While club records confirm that Caffery died in 1918 at the age of 46, Robert has provided more detail, in sourcing a newspaper account, dated June 10 of that year, beneath the headline A Sudden Death, which offers a small glimpse into the man’s life beyond the football field.
On the arrival of the 4.45p.m. Oakleigh train at Flinders-street station on Saturday, the body of James Francis Caffery, 46 years, was found by a porter on the seat if a first class carriage. The body was taken in a St. John’s ambulance to Melbourne Hospital, where Dr. Leckie pronounced life extinct. It appears that Caffery, who lived in a confectioner’s shop at 189 Exhibition-street, city, went to Sandown Park races on Saturday with his son. About 3.30 p.m. according to the son’s statement, he complained of a pain in the chest, and left the course with the intention of going home. Prior to Saturday, Caffery had been in good health. It is thought that he collapsed in the train as the result of heart trouble.
Another unfortunate is Walter McKenzie, the one-game Carlton player of 1902 recruited to the club from the nearby Carlton Imperials. McKenzie died in Morwell on February 9, 1931, in a road accident.
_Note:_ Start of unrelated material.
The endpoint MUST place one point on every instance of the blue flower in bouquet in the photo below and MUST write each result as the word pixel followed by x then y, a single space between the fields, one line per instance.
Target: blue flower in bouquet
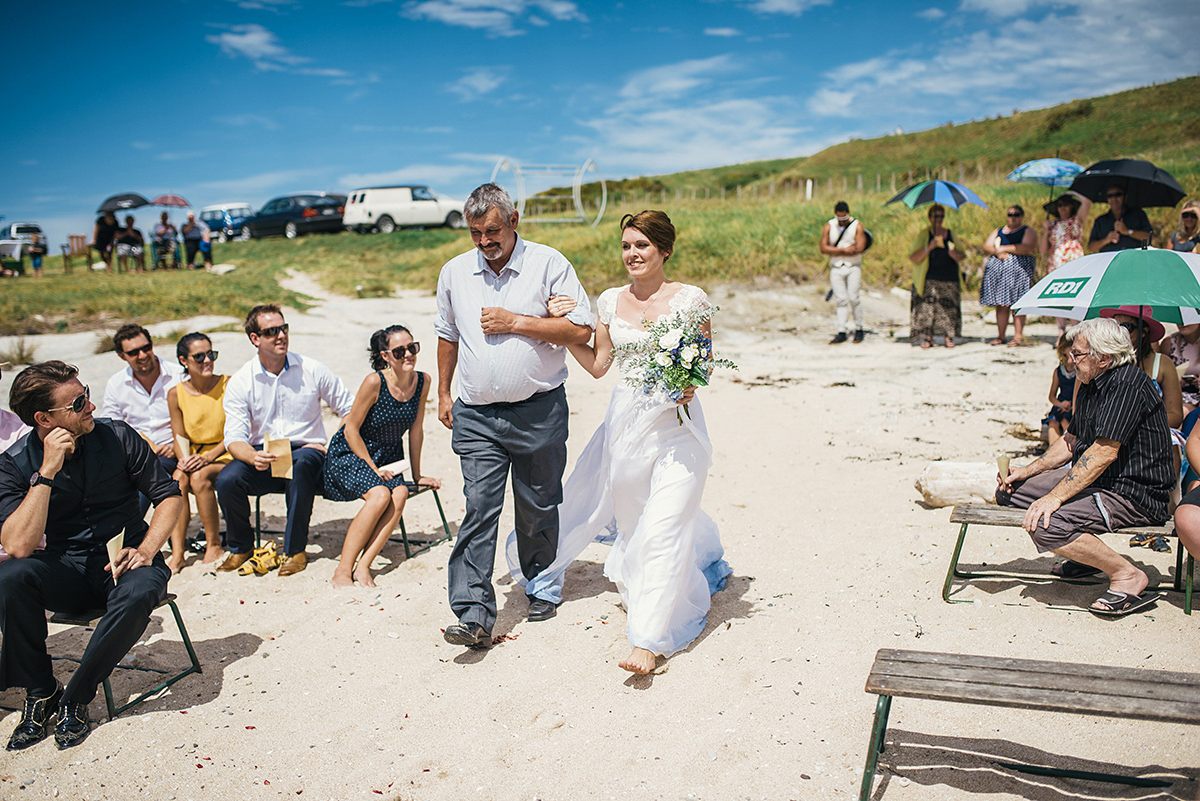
pixel 675 355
McKenzie was riding a pushbike when it was struck by an Overland motor car driven by Norman McDonald on the Morwell-Yinnar road, about four miles from Morwell. His body was identified at St. Hilary’s private hospital by his step brother Charles James McKenzie, a bacon curer residing at Sale.
In a local newspaper dated February 20, 1931, the following was reported;
A verdict was returned that the deceased Alexander McKenzie died at Morwell on the ninth day of February, 1931, from fracture of skull and other injuries caused by collision with motor car at Hazelwood, such injuries received by the said Alexander McKenzie accidentally and by misfortune.
Then there is the 11-game Carlton player of 1897, Henry Huston (‘Harry’) Morgan, whose sad life was matched by a wretched demise.
Born in Melbourne on February 17, 1871, Morgan was 22 when he exchanged vows with Emma Maria. Sadly, the marriage would not last as the following newspaper account of 1916 revealed;
. . . Henry Huston Morgan, labourer, 44 years, sought divorce from Emma Maria Morgan, 39 years on the ground of desertion. The marriage took place on 6th April, 1893, and there were three children. After living in various districts in South Australia petitioner and the children came to Melbourne in 1902, and respondent said she could come later. She, however, wrote from South Australia stating that she had parted for ever.
A decree nisi was granted.
On November 11, 1924, The Argus reported that the body of Henry Morgan, 54, an inmate of the Victorian Home for the Aged and Infirm at Royal Park, was found in a channel which runs through the grounds on 6th inst. Michael George Hickey, an inmate of the home, said deceased was in the habit of wandering down the banks of the channel. On the night of the 5th inst. heavy rain had fallen, and the channel rose as a result to a height of 6 feet. The next morning, at 6 o’clock, he discovered the body lying in the channel, which, however, then had only about a foot of running water.
A verdict of death by accidental drowning was recorded, the coroner Mr Berriman ruling there was insufficient evidence to show how Morgan came to be in the creek.
But a family notice subsequently placed by the Morgans revealed that the late Carlton footballer was not untouched by wartime scourge.
MORGAN. – On the 5th November, Henry Huston Morgan, formerly of Palmerston street, Carlton, and loving father of Henry (deceased, late of A.I.F.), Violet (Mrs. A. Robertson), and Daisy (Mrs. J. Boyce), aged 52 years (sic). (Privately interred on 7th November.)